Nepali climber Phunjo Lama on Thursday reached Everest's summit in 14 hours and 31 minutes, smashing the record for the world's fastest ascent of the mountain by a woman.
Climbers usually take days to reach the top of the 8,849-metre (29,000-foot) mountain, spending nights on its different camps to rest and acclimatise.
But Lama, who is in her thirties, shaved more than 11 hours off the previous best that had stood since 2021. It means she has reclaimed her own record.
"She started (from the base camp) at 15:52 on May 22, summited 6:23 am May 23," Khim Lal Gautam, chief of the tourism's department field office at the base camp, told AFP.

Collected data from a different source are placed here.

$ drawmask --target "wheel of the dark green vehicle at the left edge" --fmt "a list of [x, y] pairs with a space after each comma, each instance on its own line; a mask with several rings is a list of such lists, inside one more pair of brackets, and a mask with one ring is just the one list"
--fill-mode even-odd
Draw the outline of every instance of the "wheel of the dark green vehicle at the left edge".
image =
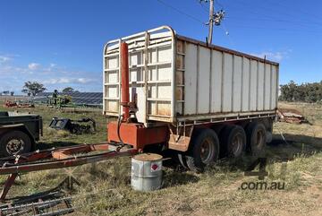
[[27, 153], [30, 150], [30, 137], [21, 131], [8, 132], [0, 140], [0, 155], [3, 157]]

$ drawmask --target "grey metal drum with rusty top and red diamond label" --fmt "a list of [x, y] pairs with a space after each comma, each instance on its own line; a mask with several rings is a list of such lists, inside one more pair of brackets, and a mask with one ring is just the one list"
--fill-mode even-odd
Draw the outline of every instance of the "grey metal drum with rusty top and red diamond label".
[[153, 191], [162, 186], [162, 156], [137, 154], [131, 159], [131, 187], [138, 191]]

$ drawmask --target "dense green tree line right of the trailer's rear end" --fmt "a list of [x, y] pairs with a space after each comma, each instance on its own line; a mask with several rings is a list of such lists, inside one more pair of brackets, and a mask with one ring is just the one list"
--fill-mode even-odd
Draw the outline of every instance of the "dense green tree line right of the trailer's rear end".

Earlier this month, when Lama was still at Everest's base camp, she said in a post on Facebook that she was "100 percent sure" she would reach the top of "the Mother Goddess".

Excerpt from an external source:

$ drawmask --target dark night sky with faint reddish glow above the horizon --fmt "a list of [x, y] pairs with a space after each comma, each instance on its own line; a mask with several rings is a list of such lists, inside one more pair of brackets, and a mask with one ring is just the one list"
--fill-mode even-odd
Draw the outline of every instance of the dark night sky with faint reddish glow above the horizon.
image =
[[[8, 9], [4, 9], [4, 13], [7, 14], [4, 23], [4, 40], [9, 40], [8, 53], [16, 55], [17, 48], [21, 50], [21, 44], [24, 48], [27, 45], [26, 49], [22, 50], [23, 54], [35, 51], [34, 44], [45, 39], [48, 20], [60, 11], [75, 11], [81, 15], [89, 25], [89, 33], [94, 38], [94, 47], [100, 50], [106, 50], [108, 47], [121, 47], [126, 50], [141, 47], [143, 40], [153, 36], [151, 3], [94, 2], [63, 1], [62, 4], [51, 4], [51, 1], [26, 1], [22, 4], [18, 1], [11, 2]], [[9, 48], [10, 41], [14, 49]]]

In 2018, Lama clinched the record for the fastest ascent by a woman by climbing Everest in 39 hours and six minutes.
That record was broken in 2021 by Ada Tsang Yin-hung from Hong Kong, who conquered the mountain in 25 hours and 50 minutes.
Nepali climber Lhakpa Gelu Sherpa holds the record for the record for the fastest-ever ascent of Everest, reaching the summit in 10 hours and 56 minutes in 2003.